Part IV discusses how to evaluate risk communication efforts, including techniques to measure success. Part V discusses communicating risk during and after a health or environmental emergency, from bioterrorism attacks to mad cow disease. Outstanding features include the melding of sound, scientific research with practical, hands-on advice from risk practitioners with over 20 years experience in the field. The book is meant to be used as an introduction to the field as well as a refresher and reference book for those communicating environmental, safety, and health risks in government, industry, and academia.
Table of Contents
Preface. Tables and Figures. 1. Introduction. Part I: Understanding Risk Communication. 2. Approaches to Communicating Risk. 3. Laws that Mandate Risk Communication. 4. Constraints to Effective Risk Communication. 5. Ethical Issues. 6. Principles of Risk Communication. Part II: Planning the Risk Communication Effort. 7. Determine Purpose and Objectives. 8. Analyze Your Audience. 9. Develop Your Message. 10. Determine the Appropriate Methods. 11. Set a Schedule. 12. Develop a Communication Plan. Part III: Putting Risk Communication Into Action. 13. Information Materials. 14. Visual Representation of Risks. 15. Face-to-Face Communication. 16. Working with the Media. 17. Stakeholder Participation. 18. Technology-Assisted Communication. Part IV: Evaluating Risk Communication Efforts. 19. Evaluating Risk Communication Efforts. Part V: Bioterrorism and Other Emergencies. 20. Risk Communication Before, During, and After Emergencies. Part VI: Resources, Glossary, Index. 21. Resources. 22. Glossary. 23. Index.
Regina Lundgren is an independent consultant, formerly a research scientist for the Pacific Northwest National Laboratory, which Battelle operates for the U.S. Department of Energy.

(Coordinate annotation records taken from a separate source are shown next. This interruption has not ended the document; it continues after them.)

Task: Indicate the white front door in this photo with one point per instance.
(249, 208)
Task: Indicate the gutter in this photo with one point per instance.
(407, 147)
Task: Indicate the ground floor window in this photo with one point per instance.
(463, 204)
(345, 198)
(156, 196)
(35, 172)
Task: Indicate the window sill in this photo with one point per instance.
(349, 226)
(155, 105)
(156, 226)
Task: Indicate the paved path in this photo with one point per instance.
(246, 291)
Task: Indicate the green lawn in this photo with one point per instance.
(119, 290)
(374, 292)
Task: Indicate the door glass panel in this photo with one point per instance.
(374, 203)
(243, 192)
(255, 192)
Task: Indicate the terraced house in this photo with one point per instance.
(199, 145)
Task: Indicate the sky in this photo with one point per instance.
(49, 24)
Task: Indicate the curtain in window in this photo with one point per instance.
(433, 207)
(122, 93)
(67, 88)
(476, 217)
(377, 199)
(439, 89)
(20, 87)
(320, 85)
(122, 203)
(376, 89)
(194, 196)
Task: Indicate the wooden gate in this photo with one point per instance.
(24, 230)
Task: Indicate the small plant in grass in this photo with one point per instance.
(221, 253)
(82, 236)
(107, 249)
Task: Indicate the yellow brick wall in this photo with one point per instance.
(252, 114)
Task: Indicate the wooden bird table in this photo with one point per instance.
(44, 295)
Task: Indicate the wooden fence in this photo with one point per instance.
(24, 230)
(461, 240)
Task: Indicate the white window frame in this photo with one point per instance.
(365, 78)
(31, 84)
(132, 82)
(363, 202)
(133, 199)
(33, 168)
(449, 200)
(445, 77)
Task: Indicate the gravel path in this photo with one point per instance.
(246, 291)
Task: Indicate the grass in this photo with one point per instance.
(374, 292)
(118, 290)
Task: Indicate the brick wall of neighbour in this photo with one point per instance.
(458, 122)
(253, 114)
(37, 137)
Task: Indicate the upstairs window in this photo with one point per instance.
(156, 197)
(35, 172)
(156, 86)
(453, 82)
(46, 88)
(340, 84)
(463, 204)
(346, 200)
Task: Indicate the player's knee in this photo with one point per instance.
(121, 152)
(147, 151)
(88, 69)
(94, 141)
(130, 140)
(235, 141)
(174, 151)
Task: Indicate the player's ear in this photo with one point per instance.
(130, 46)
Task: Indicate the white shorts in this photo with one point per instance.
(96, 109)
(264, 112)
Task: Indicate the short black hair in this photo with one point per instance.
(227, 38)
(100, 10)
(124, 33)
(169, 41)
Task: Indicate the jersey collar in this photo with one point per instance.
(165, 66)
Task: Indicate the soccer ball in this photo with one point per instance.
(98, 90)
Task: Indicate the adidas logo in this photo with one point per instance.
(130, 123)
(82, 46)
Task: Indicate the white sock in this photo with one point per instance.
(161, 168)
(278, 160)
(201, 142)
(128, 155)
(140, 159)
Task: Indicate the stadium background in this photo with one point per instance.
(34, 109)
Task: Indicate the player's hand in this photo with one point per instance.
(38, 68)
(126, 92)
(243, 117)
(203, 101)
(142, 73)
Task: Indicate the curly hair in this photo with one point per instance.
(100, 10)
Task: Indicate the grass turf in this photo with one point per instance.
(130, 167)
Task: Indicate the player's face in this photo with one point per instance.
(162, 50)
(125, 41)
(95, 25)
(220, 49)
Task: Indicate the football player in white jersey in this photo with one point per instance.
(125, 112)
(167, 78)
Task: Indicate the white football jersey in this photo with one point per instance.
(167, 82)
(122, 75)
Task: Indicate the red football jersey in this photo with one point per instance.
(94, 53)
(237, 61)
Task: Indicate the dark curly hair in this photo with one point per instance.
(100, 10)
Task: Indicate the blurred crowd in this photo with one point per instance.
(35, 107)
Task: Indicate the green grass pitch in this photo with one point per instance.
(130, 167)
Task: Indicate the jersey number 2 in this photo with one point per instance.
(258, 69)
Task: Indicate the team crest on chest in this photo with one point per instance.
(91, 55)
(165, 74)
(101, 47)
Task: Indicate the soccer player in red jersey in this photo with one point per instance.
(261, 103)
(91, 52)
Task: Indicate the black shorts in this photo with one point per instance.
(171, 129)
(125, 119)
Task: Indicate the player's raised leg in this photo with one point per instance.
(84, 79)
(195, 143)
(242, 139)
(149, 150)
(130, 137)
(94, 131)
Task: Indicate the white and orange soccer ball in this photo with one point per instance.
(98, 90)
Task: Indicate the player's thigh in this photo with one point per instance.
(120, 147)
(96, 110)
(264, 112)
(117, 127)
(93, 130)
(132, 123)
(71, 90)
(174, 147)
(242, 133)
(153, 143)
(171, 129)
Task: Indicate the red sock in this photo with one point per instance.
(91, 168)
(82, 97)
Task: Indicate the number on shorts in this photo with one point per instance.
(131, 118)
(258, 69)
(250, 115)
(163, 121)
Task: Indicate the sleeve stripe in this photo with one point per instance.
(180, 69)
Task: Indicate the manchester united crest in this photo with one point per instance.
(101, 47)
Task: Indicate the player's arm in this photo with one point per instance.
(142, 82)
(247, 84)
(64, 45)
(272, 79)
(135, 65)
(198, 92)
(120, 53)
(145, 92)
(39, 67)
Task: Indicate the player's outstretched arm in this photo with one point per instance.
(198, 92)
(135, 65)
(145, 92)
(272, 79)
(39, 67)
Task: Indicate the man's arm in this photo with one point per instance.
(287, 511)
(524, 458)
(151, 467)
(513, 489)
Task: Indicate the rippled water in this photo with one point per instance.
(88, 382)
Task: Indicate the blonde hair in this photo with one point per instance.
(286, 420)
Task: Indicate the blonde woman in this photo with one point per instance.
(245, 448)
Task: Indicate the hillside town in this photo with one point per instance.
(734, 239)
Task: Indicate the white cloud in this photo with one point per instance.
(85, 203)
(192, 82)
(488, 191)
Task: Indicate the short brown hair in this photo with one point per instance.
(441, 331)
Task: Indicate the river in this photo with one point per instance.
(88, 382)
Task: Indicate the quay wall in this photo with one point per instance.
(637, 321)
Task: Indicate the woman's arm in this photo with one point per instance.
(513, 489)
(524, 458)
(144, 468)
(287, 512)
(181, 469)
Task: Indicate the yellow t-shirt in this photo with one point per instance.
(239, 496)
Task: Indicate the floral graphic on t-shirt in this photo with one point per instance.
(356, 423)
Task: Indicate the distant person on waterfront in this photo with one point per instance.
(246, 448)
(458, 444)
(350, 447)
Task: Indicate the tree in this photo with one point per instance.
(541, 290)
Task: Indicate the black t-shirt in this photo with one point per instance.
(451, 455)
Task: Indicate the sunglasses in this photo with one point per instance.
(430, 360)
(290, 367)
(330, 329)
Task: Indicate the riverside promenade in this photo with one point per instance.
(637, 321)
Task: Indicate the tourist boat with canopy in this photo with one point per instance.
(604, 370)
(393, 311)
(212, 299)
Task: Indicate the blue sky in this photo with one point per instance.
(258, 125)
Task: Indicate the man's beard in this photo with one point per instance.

For nearly 20 years, she has specialized in communicating environmental,safety, and health risks to lay audiences. Her communication materials have won national and international awards. She serves her clients in government and industry as a consultant, trainer, and project manager. She developed the risk communication plan for the most sophisticated cancer cluster investigation in the nation's history and one of the first state-level public health emergency risk communication plans. She conducted research on the mental models approach to risk communication. She is a frequent speaker to industry groups and professionals societies. She has a degree in scientific and technical communication from the University of Washington and a certificate in regulatory analysis from the Harvard School of Public Health. Andrea McMakin is a Senior Communication Specialist at the Pacific Northwest National Laboratory in Richland, Washington. She works with government and industry clients to communicate risks and other information about science, technology, and business. She's contributed to risk communication programs involving cancer clusters, health and environmental impacts from waste and Superfund sites, nuclear safety in former Soviet countries, worker chemical exposure, and risk perception research. She has spoken and taught about communication issues for 23 years. Her work has been published and cited in technical journals and science magazines, and she wrote a local newspaper column on business issues for 5 years. A former teacher, she holds a Master of Arts degree in Communication from Washington State University.